NOTE: the authors of SR3 mentions the limitations of current super resolution criterions and uses human evaluation instead, so I will just present the results without analyzing it quantitatively.

Conclusion

In conclusion, this comprehensive exploration into the realm of super-resolution, particularly through the lens of diffusion models, represents a significant leap in our ability to enhance image quality. By delving into the historical context and evolution of super-resolution methods, from classical techniques to advanced diffusion methods like SR3, this post underscores the remarkable progress in image processing. The practical implementation using a PyTorch-based U-net architecture, adapted from BigGAN and tailored for SR3, illustrates the practical applicability of these concepts. The experiments with datasets like MNIST and MiniPlaces demonstrate the ability of these methods in producing high-resolution images with more defined edges and details compared to traditional interpolation techniques. Although quantitative analysis is not the focus here, the visual results speak volumes about the potential of diffusion models in super-resolution tasks. This exploration not only provides a deep understanding of the current state-of-the-art techniques in image super-resolution but also sets the stage for future advancements in this exciting field.

Papers mentioned

[1] Brock, Andrew. et al. “Large Scale GAN Training for High Fidelity Natural Image Synthesis.” arXiv:1809.11096 (2018).
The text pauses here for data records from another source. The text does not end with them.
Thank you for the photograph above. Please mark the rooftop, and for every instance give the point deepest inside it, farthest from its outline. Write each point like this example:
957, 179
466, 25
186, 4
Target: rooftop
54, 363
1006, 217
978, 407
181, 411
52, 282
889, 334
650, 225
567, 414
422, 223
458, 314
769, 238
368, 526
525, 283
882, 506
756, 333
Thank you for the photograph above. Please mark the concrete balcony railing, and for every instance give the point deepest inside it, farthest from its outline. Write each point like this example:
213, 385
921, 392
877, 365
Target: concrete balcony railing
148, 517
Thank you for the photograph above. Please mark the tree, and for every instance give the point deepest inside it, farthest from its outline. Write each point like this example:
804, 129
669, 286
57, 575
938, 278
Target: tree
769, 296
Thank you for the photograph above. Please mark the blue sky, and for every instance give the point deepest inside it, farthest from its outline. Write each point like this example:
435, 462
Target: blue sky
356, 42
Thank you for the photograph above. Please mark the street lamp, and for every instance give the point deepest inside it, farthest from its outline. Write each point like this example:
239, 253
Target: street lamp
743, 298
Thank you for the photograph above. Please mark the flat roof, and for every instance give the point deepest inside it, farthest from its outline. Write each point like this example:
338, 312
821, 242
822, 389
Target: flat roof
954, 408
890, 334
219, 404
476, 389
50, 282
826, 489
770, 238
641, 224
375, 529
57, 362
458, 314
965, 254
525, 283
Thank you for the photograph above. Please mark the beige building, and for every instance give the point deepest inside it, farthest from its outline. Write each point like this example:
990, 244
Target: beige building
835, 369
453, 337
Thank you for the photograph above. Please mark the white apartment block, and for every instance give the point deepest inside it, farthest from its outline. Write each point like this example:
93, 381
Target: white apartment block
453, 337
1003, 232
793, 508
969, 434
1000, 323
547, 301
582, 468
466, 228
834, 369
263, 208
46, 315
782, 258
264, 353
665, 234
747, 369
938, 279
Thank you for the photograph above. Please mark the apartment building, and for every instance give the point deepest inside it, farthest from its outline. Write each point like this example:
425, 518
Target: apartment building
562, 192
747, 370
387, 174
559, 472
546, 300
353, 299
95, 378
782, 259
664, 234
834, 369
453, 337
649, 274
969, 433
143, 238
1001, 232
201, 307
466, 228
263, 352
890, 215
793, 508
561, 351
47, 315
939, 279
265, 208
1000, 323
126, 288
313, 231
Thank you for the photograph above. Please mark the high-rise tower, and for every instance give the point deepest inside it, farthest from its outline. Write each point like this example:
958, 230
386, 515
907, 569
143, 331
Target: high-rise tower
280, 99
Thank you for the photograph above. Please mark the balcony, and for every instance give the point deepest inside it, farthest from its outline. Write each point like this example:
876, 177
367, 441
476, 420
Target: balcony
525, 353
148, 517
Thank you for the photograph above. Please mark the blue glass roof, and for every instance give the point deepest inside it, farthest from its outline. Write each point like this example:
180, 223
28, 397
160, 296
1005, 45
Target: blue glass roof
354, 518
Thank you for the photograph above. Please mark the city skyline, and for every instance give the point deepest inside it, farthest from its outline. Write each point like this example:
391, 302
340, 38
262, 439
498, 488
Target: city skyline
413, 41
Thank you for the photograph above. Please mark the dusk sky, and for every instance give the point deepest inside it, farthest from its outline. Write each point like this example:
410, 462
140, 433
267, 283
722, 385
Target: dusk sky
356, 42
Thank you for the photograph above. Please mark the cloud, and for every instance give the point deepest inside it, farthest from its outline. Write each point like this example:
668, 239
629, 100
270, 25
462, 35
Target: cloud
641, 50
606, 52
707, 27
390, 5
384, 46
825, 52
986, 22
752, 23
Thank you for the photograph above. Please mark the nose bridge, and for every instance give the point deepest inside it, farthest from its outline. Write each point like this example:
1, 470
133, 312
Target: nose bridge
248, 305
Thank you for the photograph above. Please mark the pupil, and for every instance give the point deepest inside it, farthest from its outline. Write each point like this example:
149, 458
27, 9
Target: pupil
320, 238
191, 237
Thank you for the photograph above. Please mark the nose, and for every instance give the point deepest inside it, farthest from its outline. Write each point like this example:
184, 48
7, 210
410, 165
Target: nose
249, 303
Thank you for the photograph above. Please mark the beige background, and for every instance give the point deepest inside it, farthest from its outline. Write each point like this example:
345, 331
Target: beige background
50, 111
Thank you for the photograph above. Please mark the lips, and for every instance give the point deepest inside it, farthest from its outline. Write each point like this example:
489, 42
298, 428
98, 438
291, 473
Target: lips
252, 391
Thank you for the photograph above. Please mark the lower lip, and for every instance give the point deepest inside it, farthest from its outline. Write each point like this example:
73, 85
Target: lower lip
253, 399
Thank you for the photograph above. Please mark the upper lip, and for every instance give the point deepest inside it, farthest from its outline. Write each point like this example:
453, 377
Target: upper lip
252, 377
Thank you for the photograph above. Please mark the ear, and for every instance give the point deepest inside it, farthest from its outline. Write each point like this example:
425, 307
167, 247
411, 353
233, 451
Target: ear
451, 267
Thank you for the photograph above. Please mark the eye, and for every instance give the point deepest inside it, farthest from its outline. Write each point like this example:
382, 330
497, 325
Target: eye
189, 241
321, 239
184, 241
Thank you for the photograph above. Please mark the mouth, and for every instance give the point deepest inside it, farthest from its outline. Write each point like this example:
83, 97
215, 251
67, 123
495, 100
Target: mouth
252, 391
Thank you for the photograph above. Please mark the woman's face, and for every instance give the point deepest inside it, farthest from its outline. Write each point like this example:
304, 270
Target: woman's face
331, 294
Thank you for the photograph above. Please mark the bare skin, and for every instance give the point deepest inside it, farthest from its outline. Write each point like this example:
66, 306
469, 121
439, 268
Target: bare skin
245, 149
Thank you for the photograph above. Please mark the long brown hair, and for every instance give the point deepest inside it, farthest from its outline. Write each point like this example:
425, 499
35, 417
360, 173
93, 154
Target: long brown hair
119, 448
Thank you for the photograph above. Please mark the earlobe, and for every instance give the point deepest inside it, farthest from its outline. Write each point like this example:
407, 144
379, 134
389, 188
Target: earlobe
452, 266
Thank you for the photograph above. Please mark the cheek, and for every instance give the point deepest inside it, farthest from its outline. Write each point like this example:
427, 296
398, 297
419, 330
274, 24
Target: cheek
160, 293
[2] Dong, Chao. et al. “Image Super-Resolution Using Deep Convolutional Networks.” arXiv:1501.00092 (2015).

[3] Ho, Jonathan. et al. “Denoising Diffusion Probabilistic Models.” arXiv:2006.11239 (2020).

[4] Ledig, Christian. et al. “Photo-Realistic Single Image Super-Resolution Using a Generative Adversarial Network.” arXiv:1609.04802 (2016).

[5] Moser, Brian B. et al. “Diffusion Models, Image Super-Resolution And Everything: A Survey.” arXiv:2401.00736 (2024).

[6] Saharia, Chitwan. et al. “Image Super-Resolution via Iterative Refinement.” arXiv preprint arXiv:2104.07636 (2021).